Na exposição que ora nos oferece, Louise transita entre várias referências, que vão da cultura pop, como as graphic novels do Chris Ware, ao trabalho do artista sul-coreano Seung Mo Park, presentes em seus desenhos. Estudos sobre a Insônia é um convite para pensar e para que nos sintamos um pouco desassossegados. E o desassossego é tudo o que se quer.
(Texto curatorial do Prof. Dr. Éder Silveira para a exposição “Estudo sobre a insônia”. Impresso em folder de divulgação em junho de 2015.)

A partir dessa série também produzi um livro publicado pela Azulejo Arte Impressa disponível aqui.

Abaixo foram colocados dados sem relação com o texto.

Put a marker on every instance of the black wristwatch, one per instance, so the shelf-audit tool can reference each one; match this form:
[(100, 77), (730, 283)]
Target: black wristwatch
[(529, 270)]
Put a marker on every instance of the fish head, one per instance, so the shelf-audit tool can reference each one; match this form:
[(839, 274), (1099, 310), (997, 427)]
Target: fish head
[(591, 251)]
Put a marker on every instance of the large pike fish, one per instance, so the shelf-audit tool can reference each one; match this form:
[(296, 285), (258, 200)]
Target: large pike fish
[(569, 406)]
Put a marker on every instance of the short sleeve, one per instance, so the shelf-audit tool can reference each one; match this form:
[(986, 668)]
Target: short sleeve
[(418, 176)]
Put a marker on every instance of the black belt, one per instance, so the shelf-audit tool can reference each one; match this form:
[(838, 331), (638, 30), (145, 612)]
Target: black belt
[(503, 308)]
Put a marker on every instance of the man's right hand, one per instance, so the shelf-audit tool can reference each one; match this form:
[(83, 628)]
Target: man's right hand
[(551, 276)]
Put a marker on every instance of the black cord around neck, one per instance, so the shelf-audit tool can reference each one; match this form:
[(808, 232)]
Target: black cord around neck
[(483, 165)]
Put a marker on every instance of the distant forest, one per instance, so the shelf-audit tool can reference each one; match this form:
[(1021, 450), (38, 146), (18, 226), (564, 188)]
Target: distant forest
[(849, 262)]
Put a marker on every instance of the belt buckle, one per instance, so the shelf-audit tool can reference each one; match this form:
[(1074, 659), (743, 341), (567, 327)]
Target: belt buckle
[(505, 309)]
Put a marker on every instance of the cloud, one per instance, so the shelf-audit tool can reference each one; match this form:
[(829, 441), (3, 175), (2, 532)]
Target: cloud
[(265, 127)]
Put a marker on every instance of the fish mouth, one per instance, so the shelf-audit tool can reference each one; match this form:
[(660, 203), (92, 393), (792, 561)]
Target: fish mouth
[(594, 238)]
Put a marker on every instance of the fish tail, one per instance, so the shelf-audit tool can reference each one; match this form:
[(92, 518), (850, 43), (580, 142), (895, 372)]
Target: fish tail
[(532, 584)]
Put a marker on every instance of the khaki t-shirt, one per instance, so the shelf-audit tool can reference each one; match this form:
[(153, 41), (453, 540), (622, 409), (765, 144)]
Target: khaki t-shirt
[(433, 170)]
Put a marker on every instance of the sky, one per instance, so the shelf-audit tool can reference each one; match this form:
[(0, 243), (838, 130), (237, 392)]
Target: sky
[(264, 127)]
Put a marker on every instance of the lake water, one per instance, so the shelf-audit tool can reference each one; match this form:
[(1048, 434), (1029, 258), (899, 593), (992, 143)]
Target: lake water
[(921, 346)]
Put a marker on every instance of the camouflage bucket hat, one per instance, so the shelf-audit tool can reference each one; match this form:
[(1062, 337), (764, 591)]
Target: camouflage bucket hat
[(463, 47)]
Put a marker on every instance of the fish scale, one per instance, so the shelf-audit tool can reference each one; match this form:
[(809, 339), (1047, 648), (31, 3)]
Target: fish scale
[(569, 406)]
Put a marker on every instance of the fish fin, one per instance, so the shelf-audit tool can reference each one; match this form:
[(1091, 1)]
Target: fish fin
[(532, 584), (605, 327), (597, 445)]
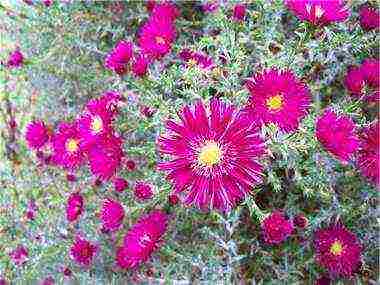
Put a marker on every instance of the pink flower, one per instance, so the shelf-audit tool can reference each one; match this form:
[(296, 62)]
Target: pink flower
[(105, 157), (74, 207), (112, 215), (369, 18), (276, 228), (337, 134), (120, 184), (142, 240), (68, 152), (338, 250), (143, 191), (82, 251), (19, 255), (37, 134), (319, 12), (214, 154), (15, 59), (278, 97), (364, 81), (239, 12), (117, 60), (368, 154)]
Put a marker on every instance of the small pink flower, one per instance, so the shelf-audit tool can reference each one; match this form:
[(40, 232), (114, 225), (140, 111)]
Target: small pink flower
[(112, 215)]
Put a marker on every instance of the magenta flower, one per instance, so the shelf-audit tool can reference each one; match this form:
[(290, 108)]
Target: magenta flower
[(15, 59), (368, 155), (117, 60), (337, 134), (239, 12), (276, 228), (337, 250), (37, 134), (105, 157), (142, 240), (74, 207), (68, 152), (278, 97), (83, 251), (319, 12), (369, 18), (215, 155), (19, 255), (112, 215)]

Louise Kanefuku - Revista DASartes, Seção Garimpo
Elisa Maia
"Estudo sobre a insônia" (2015) integra a série de desenhos de Louise Kanefuku, na qual a artista aborda a experiência aparentemente banal, mas ao mesmo tempo intensa, para quem a conhece da incapacidade de adormecer. Os desenhos ricos em detalhes e de traços precisos que compõem a sequência são feitos a partir de fotografias da artista tiradas embaixo d'água. Com o apagamento do entorno, da água e da piscina, o corpo submerso aparece em suspenso no vazio, enfatizando a solidão característica dos momentos de insônia. "Quando coloco as figuras em um fundo vazio, quero tirar a importância sobre onde elas estão, indicar que o que importa são suas questões internas", conta.

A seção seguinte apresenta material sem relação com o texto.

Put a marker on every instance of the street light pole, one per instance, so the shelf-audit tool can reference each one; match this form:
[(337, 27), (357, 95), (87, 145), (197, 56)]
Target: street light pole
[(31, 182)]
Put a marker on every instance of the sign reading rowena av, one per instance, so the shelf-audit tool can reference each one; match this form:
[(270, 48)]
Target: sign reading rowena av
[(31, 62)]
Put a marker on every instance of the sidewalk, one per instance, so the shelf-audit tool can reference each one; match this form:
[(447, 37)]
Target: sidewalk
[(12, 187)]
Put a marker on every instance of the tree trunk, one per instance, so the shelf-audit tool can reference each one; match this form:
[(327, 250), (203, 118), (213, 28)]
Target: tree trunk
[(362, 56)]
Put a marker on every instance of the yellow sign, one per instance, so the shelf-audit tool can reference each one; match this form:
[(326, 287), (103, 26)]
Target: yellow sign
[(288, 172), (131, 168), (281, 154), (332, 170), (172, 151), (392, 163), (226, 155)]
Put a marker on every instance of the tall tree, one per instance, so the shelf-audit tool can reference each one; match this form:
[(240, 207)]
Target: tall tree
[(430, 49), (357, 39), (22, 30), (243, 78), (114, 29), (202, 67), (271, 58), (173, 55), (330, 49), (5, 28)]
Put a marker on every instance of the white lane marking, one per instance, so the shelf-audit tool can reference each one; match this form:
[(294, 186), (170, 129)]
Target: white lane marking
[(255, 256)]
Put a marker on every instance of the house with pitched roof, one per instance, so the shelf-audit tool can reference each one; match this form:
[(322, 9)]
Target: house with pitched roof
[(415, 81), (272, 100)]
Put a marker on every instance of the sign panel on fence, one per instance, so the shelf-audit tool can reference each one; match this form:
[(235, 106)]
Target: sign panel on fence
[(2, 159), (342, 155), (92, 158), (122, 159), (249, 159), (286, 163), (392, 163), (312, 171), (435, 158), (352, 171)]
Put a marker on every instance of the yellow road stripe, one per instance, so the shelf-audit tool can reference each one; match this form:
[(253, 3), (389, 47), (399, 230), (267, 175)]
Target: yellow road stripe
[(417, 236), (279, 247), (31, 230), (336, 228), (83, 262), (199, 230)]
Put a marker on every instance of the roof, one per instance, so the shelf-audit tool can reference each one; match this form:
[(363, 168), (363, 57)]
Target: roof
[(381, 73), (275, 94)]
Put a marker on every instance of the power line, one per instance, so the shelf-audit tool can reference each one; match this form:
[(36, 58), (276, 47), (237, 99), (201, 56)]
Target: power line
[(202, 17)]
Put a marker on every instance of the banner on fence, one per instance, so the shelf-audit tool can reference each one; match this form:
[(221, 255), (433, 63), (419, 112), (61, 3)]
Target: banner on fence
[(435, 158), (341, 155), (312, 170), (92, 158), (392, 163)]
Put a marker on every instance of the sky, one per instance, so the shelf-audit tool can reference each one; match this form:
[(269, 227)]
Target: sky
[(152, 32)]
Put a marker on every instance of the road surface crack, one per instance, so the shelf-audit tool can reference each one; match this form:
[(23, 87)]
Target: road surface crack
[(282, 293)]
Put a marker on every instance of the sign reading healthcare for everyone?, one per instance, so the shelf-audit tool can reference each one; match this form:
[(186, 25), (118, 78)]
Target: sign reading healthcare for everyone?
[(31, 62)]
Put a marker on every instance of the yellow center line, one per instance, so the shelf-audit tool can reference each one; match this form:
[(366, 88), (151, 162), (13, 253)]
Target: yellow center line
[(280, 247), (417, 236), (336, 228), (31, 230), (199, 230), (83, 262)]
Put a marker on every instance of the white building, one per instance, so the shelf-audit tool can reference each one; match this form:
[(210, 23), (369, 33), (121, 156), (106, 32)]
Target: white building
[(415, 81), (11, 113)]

A tranquilidade evocada pelas imagens se contrapõe à angústia que se intensifica nos momentos em que não é possível dormir. Nelas, o turbilhão de pensamentos e preocupações, que em geral mantém o insone em estado de vigília, converte-se em um ruído surdo, isolado e silenciado pelo vazio do fundo branco. "Para mim, os momentos de insônia são aqueles em que as crises existenciais se tornam mais intensas", diz a artista. Os desenhos de Louise se impõem pela beleza, pela leveza, pelo vazio e pelo silêncio. Nas suas imagens delicadas, a escassez de elementos, materiais e cores enriquece o trabalho, ilustrando o processo de transformação de ausência em potência.
Louise, que trabalha como publicitária, encontra ainda na atividade de desenhar uma espécie de refúgio das demandas acachapantes do sistema produtivista - "como um ato de resistência a essa lógica, desenhar por dias em frente a um papel parece-me libertador." Nesse sentido, sono e desenho se aproximam como atividades que interrompem o ritmo incessante em que vivemos, estabelecendo pausas e impondo outras velocidades para nossa existência no mundo.
(Elisa Maia é formada em direito e letras e mestre em literatura, cultura e contemporaneidade. Interessa-se especialmente pelas relações entre literatura e artes visuais. Texto publicado na revista DASartes Ed. 48, p. 40, 2016.)